It really does not.  Think what happens if you pass e.g. an odd position
to that on e.g. ext2/3/4.  Or just use it on tmpfs, for that matter.

Al Viro Jan. 1, 2022, 7:59 p.m. UTC | #5

On Fri, Dec 31, 2021 at 11:15:55PM +0000, Al Viro wrote:
> On Tue, Dec 21, 2021 at 09:15:24AM -0800, Linus Torvalds wrote:
> > On Tue, Dec 21, 2021 at 8:40 AM Stefan Roesch <shr@fb.com> wrote:
> > >
> > > This series adds support for getdents64 in liburing.
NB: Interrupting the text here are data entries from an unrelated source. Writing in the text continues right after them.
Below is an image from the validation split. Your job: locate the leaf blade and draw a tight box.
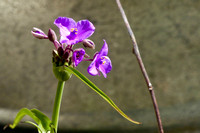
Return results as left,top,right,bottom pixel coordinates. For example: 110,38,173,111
67,66,141,124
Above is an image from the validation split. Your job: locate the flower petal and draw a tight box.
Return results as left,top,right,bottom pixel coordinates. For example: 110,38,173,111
99,40,108,56
72,48,85,67
87,54,99,76
98,56,112,78
77,20,95,41
54,17,76,43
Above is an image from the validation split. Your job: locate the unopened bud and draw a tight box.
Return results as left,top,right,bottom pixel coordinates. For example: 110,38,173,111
31,27,48,39
82,39,95,49
84,53,90,58
58,47,64,57
48,29,57,42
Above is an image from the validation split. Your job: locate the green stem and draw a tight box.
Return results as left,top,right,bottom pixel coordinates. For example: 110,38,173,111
52,81,65,132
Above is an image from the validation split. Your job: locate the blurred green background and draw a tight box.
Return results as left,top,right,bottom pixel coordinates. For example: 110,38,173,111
0,0,200,133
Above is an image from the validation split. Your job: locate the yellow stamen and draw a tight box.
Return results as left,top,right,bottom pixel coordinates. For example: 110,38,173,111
70,28,74,32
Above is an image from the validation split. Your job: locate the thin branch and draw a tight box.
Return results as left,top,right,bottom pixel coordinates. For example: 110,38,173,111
116,0,164,133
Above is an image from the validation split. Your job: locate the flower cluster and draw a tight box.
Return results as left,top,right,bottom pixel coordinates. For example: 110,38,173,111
32,17,112,78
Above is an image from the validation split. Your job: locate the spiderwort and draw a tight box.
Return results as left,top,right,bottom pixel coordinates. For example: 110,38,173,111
87,40,112,78
31,27,48,39
54,17,95,45
9,17,140,133
72,48,85,67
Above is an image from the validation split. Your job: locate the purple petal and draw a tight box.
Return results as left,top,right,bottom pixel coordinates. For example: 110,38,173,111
77,20,95,41
87,54,99,76
54,17,77,44
96,56,112,78
31,27,48,39
99,40,108,56
72,48,85,67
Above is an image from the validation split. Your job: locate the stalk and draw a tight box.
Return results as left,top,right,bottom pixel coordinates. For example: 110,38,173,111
52,81,65,132
116,0,164,133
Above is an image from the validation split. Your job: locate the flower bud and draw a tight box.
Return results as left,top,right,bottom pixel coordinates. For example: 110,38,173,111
72,48,85,67
82,39,95,49
31,27,48,39
48,29,57,42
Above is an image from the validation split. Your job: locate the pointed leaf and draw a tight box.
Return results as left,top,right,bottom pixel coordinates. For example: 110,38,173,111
66,66,141,124
9,108,40,129
31,109,51,131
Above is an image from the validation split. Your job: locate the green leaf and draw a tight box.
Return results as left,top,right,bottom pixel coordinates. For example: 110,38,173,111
9,108,55,133
31,109,52,131
66,66,141,124
9,108,40,129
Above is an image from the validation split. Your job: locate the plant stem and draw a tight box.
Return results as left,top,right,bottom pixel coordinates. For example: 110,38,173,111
116,0,164,133
52,81,65,132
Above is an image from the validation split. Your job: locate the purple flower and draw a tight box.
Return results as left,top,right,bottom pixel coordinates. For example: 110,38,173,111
72,48,85,67
54,17,95,45
87,40,112,78
31,27,48,39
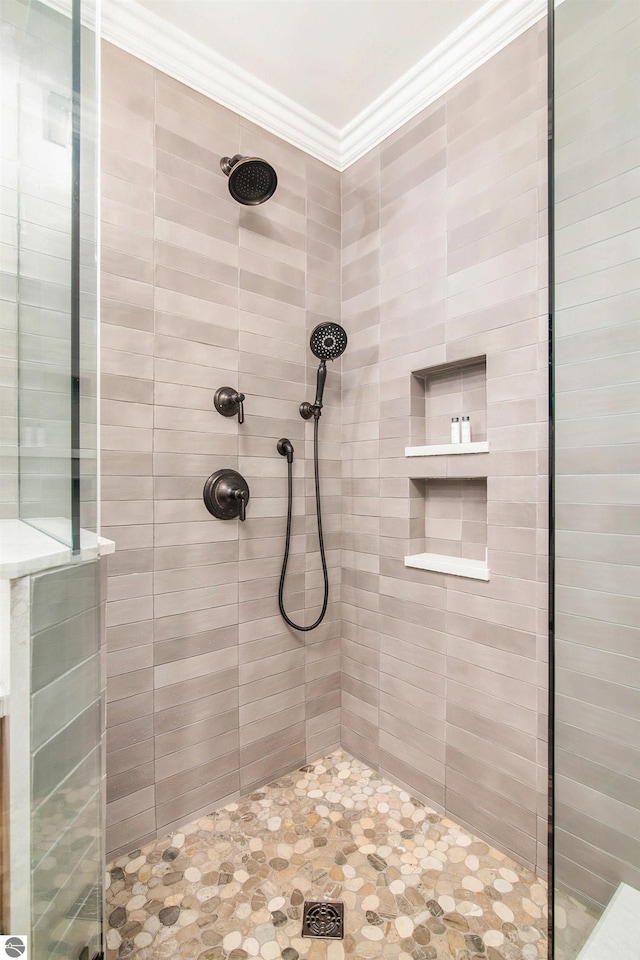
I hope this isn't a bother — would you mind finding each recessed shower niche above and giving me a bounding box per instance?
[404,356,489,580]
[404,477,489,580]
[405,356,489,456]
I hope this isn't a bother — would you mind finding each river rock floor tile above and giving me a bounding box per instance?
[105,751,547,960]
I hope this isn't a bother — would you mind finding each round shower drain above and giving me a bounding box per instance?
[302,900,344,940]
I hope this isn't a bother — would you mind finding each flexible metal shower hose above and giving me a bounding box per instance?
[278,417,329,632]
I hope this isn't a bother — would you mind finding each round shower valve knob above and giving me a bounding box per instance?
[202,468,249,521]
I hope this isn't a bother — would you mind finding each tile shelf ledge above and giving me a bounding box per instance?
[404,440,489,457]
[404,553,490,580]
[0,520,116,580]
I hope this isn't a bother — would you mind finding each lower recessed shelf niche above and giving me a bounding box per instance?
[404,477,489,580]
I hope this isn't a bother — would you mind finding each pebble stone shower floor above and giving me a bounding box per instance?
[106,750,547,960]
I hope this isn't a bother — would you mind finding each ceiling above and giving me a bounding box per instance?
[130,0,484,130]
[102,0,546,169]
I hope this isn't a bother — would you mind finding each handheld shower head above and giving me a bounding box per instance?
[309,320,347,360]
[220,153,278,206]
[300,320,347,420]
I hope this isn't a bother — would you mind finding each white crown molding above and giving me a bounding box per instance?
[340,0,547,170]
[101,0,547,171]
[102,0,340,167]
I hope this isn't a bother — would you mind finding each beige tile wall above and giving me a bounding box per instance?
[103,25,546,876]
[342,23,547,870]
[555,0,640,912]
[102,44,341,852]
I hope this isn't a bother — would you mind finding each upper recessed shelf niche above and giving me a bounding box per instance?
[405,356,489,457]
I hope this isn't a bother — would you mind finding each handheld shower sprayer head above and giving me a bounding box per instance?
[300,320,347,420]
[309,320,347,360]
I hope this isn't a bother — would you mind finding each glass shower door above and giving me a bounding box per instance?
[13,0,98,551]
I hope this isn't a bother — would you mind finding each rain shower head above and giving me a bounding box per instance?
[220,153,278,206]
[309,320,347,360]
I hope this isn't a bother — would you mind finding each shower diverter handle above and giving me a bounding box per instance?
[213,387,245,423]
[202,469,249,522]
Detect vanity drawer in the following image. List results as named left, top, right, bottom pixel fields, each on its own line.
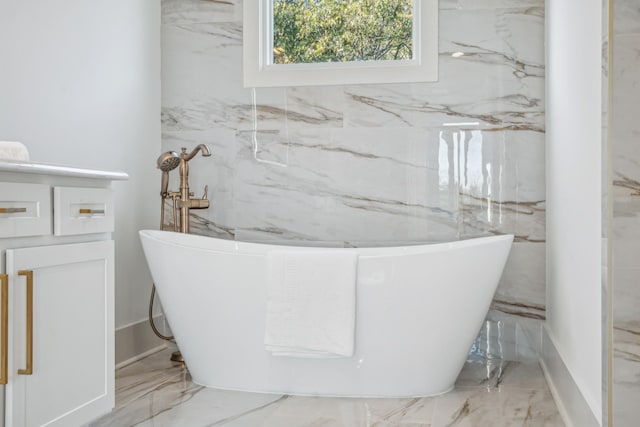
left=0, top=182, right=51, bottom=238
left=53, top=187, right=114, bottom=236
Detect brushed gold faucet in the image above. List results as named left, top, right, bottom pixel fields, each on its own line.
left=178, top=144, right=211, bottom=233
left=151, top=144, right=211, bottom=362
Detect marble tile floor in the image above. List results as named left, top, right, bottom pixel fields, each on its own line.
left=89, top=349, right=564, bottom=427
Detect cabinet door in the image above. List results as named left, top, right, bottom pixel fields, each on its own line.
left=5, top=241, right=114, bottom=426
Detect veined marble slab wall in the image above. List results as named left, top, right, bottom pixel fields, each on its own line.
left=611, top=0, right=640, bottom=426
left=162, top=0, right=545, bottom=359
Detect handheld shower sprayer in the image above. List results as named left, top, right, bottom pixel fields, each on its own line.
left=149, top=144, right=211, bottom=362
left=157, top=151, right=180, bottom=199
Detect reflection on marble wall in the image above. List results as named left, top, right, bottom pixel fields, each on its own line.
left=162, top=0, right=545, bottom=358
left=611, top=0, right=640, bottom=425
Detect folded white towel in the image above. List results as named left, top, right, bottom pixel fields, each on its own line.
left=0, top=141, right=29, bottom=162
left=264, top=249, right=358, bottom=357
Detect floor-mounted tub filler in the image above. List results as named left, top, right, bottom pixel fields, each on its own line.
left=140, top=230, right=513, bottom=397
The intent is to
> > > provide a more complete I/O interface for io_uring.
> > 
> > Ack, this series looks much more natural to me now.
> > 
> > I think some of the callers of "iterate_dir()" could probably be
> > cleaned up with the added argument, but for this series I prefer that
> > mindless approach of just doing "&(arg1)->f_pos" as the third argument
> > that is clearly a no-op.
> > 
> > So the end result is perhaps not as beautiful as it could be, but I
> > think the patch series DTRT.
> 
> It really does not.  Think what happens if you pass e.g. an odd position
> to that on e.g. ext2/3/4.  Or just use it on tmpfs, for that matter.

[A bit of a braindump follows; my apologies for reminding of some
unpleasant parts of history]

The real problem here is the userland ABI along the lines of pread for
directories.  There's a good reason why we (as well as everybody else,
AFAIK) do not have pgetdents(2).

Handling of IO positions for directories had been causing trouble
ever since the directory layouts had grown support for long names.
Originally a directory had been an array of fixed-sized entries; back
then ls(1) simply used read(2).  No special logics for handling offsets,
other than "each entry is 16 bytes, so you want to read a multiple of
16 starting from offset that is a multiple of 16".
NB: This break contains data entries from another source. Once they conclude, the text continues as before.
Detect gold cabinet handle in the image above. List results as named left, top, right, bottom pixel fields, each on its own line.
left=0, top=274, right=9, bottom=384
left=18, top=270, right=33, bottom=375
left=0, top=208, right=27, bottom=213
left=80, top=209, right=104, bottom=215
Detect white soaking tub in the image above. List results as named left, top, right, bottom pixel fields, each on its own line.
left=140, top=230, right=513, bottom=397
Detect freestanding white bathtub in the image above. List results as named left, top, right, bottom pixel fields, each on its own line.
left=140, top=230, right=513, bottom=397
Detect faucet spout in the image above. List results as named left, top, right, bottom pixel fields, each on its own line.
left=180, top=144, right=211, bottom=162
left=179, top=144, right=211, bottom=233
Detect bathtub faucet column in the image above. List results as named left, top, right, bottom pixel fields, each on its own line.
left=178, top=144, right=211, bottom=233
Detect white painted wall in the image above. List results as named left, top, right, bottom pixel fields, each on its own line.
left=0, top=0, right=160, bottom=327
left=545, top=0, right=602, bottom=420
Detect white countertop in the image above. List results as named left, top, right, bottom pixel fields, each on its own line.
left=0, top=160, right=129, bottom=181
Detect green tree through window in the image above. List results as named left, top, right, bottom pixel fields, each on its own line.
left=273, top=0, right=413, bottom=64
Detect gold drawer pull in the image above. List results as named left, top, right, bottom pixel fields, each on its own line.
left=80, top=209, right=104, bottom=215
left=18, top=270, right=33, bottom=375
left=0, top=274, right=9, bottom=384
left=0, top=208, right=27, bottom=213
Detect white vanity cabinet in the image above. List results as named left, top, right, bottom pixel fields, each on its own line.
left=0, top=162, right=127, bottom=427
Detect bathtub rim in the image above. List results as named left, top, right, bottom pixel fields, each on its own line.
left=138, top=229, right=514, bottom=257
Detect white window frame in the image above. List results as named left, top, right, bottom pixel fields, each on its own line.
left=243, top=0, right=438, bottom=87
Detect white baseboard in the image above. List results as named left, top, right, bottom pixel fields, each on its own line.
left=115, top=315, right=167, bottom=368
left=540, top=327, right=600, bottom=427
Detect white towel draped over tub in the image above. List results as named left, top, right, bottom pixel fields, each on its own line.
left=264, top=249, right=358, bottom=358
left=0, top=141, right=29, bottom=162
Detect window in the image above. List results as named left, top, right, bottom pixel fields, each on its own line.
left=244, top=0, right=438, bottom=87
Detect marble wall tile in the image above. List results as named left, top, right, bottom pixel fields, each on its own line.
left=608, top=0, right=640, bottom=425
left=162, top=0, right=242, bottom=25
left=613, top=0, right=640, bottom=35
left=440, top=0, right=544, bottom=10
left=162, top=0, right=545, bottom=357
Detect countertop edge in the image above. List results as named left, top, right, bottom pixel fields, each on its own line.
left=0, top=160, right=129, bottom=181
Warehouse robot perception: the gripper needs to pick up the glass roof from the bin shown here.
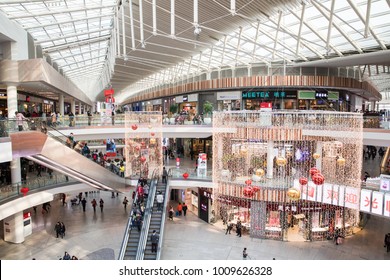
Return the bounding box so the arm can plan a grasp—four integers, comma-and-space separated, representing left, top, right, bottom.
0, 0, 116, 97
122, 0, 390, 98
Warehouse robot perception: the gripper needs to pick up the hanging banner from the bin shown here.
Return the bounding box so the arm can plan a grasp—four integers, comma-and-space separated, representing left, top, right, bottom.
344, 187, 360, 209
383, 193, 390, 217
371, 191, 383, 215
360, 189, 372, 212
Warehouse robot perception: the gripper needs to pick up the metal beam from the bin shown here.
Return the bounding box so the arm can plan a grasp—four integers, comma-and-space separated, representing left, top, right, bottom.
43, 35, 110, 53
8, 5, 116, 19
326, 0, 335, 53
22, 13, 114, 31
272, 11, 282, 60
295, 2, 306, 56
311, 0, 363, 53
347, 0, 390, 50
290, 10, 343, 56
34, 27, 112, 44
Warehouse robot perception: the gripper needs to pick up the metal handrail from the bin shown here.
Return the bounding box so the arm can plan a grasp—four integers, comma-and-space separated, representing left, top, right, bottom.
118, 192, 138, 260
135, 168, 159, 260
0, 174, 78, 205
156, 177, 170, 260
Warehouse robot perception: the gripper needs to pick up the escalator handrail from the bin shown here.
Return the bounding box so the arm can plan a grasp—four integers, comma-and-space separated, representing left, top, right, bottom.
118, 193, 138, 260
156, 177, 169, 260
135, 168, 159, 260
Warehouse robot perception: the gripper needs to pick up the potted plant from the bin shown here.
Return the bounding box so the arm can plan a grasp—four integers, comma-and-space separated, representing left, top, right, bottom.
203, 101, 214, 124
169, 103, 179, 124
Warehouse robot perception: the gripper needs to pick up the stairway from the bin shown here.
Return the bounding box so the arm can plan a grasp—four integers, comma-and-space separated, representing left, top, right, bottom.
123, 226, 140, 260
144, 182, 166, 260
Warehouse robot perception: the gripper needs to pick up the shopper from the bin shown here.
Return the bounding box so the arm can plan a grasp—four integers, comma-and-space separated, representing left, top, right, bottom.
150, 230, 160, 253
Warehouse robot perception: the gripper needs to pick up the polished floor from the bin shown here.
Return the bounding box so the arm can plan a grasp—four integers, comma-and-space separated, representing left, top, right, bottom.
0, 155, 390, 260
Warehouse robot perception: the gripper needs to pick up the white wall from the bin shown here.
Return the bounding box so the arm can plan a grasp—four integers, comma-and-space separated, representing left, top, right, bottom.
0, 14, 29, 60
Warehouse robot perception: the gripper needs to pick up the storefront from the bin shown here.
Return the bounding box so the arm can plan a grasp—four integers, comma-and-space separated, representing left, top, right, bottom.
175, 93, 198, 116
298, 89, 349, 111
217, 90, 241, 111
241, 89, 297, 110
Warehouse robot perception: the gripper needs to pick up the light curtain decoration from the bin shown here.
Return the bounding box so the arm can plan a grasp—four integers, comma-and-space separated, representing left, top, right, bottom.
213, 111, 363, 240
125, 112, 163, 178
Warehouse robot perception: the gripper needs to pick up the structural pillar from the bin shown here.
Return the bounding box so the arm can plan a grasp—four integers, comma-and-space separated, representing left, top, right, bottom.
58, 94, 65, 116
7, 85, 22, 185
267, 141, 274, 179
70, 99, 76, 115
3, 211, 24, 243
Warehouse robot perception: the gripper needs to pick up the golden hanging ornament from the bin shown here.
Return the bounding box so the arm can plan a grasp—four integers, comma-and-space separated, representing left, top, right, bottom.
313, 153, 321, 159
276, 157, 287, 166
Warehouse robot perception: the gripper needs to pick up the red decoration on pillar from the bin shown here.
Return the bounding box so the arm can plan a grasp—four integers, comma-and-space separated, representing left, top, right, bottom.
299, 177, 308, 186
242, 187, 255, 197
311, 173, 325, 186
309, 167, 320, 177
20, 187, 30, 196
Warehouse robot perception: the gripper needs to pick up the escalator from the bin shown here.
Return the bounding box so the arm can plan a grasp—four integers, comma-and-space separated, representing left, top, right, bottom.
10, 131, 125, 191
143, 183, 166, 260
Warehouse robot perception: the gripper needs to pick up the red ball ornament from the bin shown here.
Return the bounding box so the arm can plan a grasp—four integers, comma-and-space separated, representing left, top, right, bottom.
20, 187, 30, 196
309, 167, 320, 177
299, 177, 308, 186
311, 173, 325, 186
242, 187, 255, 197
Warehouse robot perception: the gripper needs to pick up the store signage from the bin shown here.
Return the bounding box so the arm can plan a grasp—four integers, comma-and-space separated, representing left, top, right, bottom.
241, 91, 297, 99
217, 91, 241, 100
379, 174, 390, 192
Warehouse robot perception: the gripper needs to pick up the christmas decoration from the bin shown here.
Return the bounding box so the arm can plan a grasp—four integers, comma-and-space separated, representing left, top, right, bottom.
311, 172, 325, 185
309, 167, 320, 177
299, 177, 308, 186
210, 111, 363, 241
20, 187, 30, 196
313, 153, 321, 159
As soon as FFS had introduced support for names longer than 14 characters,
the things got more complicated - there's no predicting if given position
is an entry boundary.  Worse, what used to have been an entry boundary
might very well come to point to the middle of a name - all it takes is
unlink()+creat() done since the time the position used to be OK.

Details are filesystem-dependent; e.g. for original FFS all multiples of
512 are valid offsets, and each entry has its length stored in bytes 4
and 5, so one needs to read the relevant 512 bytes of contents and walk
the list of entries until they get to (or past) the position that needs
to be validated.  For ext2 it's a bit more unpleasant, since the chunk
size is not 512 bytes - it's a block size, i.e. might easily by 4Kb.
For more complex layouts it gets even nastier.
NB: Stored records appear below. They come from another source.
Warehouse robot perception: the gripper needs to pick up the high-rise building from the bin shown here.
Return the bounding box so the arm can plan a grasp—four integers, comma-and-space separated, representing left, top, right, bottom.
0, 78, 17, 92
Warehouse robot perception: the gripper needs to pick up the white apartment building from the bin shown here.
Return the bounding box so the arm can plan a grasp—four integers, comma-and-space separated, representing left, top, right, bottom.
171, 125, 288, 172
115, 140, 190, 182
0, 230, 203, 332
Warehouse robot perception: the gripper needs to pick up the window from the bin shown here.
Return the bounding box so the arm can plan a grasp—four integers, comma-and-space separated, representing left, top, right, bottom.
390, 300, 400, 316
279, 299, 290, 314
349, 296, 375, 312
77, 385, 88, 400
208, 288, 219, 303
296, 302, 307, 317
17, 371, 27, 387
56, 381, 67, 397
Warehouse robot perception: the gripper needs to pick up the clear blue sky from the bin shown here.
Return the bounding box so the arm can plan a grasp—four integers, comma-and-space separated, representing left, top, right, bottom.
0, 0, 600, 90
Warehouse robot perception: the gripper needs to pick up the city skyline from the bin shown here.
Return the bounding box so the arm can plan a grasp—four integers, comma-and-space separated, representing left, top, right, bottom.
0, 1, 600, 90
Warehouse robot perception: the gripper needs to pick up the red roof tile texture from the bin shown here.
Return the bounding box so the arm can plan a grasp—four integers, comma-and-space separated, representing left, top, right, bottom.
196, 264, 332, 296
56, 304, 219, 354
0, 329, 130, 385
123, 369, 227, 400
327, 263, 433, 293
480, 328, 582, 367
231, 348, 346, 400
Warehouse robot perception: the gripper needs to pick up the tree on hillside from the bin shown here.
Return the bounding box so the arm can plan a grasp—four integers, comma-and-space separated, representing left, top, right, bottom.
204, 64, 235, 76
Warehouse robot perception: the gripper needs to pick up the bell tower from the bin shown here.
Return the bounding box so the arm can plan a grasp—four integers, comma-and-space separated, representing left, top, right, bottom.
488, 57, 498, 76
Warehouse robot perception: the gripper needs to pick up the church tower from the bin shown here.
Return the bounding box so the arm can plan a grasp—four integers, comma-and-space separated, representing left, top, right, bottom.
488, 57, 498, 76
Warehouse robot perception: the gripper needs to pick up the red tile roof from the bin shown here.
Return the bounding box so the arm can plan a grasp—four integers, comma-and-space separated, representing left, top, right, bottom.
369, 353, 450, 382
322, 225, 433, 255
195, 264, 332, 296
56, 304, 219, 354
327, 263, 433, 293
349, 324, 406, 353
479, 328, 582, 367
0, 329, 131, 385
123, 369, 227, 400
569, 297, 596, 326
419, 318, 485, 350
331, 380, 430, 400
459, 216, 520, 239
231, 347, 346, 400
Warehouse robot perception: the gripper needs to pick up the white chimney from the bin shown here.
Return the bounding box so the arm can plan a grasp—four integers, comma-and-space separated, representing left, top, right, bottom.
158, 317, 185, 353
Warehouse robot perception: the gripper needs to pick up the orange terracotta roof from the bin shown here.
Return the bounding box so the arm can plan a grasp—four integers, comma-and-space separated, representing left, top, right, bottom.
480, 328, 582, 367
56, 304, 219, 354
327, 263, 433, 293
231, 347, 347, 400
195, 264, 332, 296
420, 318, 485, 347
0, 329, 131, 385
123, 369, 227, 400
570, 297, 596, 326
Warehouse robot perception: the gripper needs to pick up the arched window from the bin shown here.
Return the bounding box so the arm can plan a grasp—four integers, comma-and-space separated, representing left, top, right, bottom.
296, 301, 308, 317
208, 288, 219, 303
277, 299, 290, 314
Having to do that kind of validation on each directory entry access would
be too costly.  That's somewhat mitigated since the old readdir(2) is no
longer used, and we return multiple entries per syscall (getdents(2)).
With the exclusion between directory reads and modifications, that allows
to limit validation to the first entry returned on that syscall.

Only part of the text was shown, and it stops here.